Israeli writer, journalist and translator (1933–2011)

Peretz Kidron (פרץ קדרון; 29 July 1933 – 6 November 2011) was an Israeli writer, journalist and translator.

==Biography==
Kidron was born in Vienna, the son of Sara and Herman Kirchenbaum [Kay] who were devoted Zionists and supporters of the Jewish state. His family escaped to Great Britain in 1938 following the annexation of Austria into Nazi Germany. After completing his secondary education in Britain, he emigrated to Israel, where he lived on and off in Zikim, a kibbutz in southern Israel, for about 15 years. Both of his children were born on the kibbutz. During this period, Kidron was sent by the kibbutz to the UK as a youth leader for the Zionist leftist youth movement Hashomer Hatzair, to prepare and bring Jewish youth to immigrate to Israel. In the early 1970s, he graduated from Tel-Aviv University with a degree in English and translation.

Starting in the late 1960s, Kidron became active in the Israeli peace movement. In 1975, he was a founding member of the Israeli Council for Israeli-Palestinian Peace and served on the steering committee of the human rights group B'Tselem.

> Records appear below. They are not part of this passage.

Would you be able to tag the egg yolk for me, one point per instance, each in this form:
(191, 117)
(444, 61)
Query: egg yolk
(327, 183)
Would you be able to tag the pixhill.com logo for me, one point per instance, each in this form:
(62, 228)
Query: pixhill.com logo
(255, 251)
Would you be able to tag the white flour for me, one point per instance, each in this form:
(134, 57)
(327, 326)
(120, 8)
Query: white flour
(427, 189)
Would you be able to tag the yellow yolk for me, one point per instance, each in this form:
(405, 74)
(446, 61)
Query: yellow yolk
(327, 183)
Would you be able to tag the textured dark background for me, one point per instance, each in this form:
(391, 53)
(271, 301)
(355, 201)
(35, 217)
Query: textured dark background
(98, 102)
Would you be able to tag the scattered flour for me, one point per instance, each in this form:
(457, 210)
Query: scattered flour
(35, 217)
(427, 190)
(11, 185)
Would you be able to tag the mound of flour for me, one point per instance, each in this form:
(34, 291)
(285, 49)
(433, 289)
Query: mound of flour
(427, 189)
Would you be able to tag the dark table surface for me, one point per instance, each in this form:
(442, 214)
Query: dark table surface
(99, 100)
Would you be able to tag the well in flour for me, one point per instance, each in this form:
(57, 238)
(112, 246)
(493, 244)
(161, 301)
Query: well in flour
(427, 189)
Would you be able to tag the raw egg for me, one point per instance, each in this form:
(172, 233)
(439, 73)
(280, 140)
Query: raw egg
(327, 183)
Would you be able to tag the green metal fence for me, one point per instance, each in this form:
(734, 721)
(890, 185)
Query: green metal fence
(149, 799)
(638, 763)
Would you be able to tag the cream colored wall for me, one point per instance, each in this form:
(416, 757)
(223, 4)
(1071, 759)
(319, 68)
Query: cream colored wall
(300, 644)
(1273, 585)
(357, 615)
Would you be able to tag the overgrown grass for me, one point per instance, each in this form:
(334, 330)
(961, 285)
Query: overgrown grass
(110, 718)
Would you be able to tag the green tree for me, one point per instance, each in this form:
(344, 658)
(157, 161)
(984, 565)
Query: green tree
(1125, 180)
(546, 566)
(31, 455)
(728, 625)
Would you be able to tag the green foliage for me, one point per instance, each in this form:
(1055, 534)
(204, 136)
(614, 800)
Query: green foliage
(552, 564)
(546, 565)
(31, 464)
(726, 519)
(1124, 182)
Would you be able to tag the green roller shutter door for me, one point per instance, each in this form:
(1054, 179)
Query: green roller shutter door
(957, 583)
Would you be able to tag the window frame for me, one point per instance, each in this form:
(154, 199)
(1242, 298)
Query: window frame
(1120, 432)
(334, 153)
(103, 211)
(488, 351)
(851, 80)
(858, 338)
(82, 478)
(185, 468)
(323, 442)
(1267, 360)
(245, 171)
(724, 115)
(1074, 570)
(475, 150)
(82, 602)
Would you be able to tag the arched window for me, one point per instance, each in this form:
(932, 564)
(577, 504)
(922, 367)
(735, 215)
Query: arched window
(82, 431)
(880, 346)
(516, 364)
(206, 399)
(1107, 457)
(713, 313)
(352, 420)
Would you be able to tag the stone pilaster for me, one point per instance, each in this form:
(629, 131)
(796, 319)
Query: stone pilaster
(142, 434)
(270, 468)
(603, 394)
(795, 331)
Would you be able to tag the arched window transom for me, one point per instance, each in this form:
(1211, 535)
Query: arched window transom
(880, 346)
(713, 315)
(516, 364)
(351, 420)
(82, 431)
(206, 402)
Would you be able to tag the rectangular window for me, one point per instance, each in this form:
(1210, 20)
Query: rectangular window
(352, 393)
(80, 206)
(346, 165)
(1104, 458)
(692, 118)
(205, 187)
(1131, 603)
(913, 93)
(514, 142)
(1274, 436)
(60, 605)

Kidron was a long-time Israel correspondent for the British magazine Middle East International.

From the 1980s, Kidron handled international contacts for the peace group Yesh Gvul. He later compiled and edited a collection of writings by Israeli conscientious objectors titled Refusenik! Israel's Soldiers of Conscience (2004), which was prefaced by American writer Susan Sontag.

In 1976, Kidron co-authored the memoirs of the Palestinian activist Raymonda Tawil, My Home, My Prison. His translations from Hebrew to English include the memoirs of Yitzak Rabin and Ezer Weizman, and a biography of David Ben-Gurion. His translation of Rabin's autobiography was censored by Israel's military censor. The passages removed were Rabin's account of the 1948 departure of 50,000 civilians from Ramla and Lydda, particularly Ben-Gurion's gesture, which Rabin understood to mean "Drive them out!" The missing passages were printed in The New York Times on 23 October 1979.

In 1984, he ghostwrote Dual Allegiance, the autobiography of Ben Dunkelman, a Canadian Jewish military officer who refused to carry out an expulsion of civilians from Nazareth during the 1948 Arab–Israeli War.

In 1988, his essay "Truth Whereby Nations Live", which discusses his work on Rabin and Dunkelman's autobiographies, was included in the essay collection Blaming the Victims, edited by Edward Said and Christopher Hitchens.

==Death==
Kidron died in Jerusalem on 6 November 2011, and was buried in Kiryat Anavim, a kibbutz in central Israel.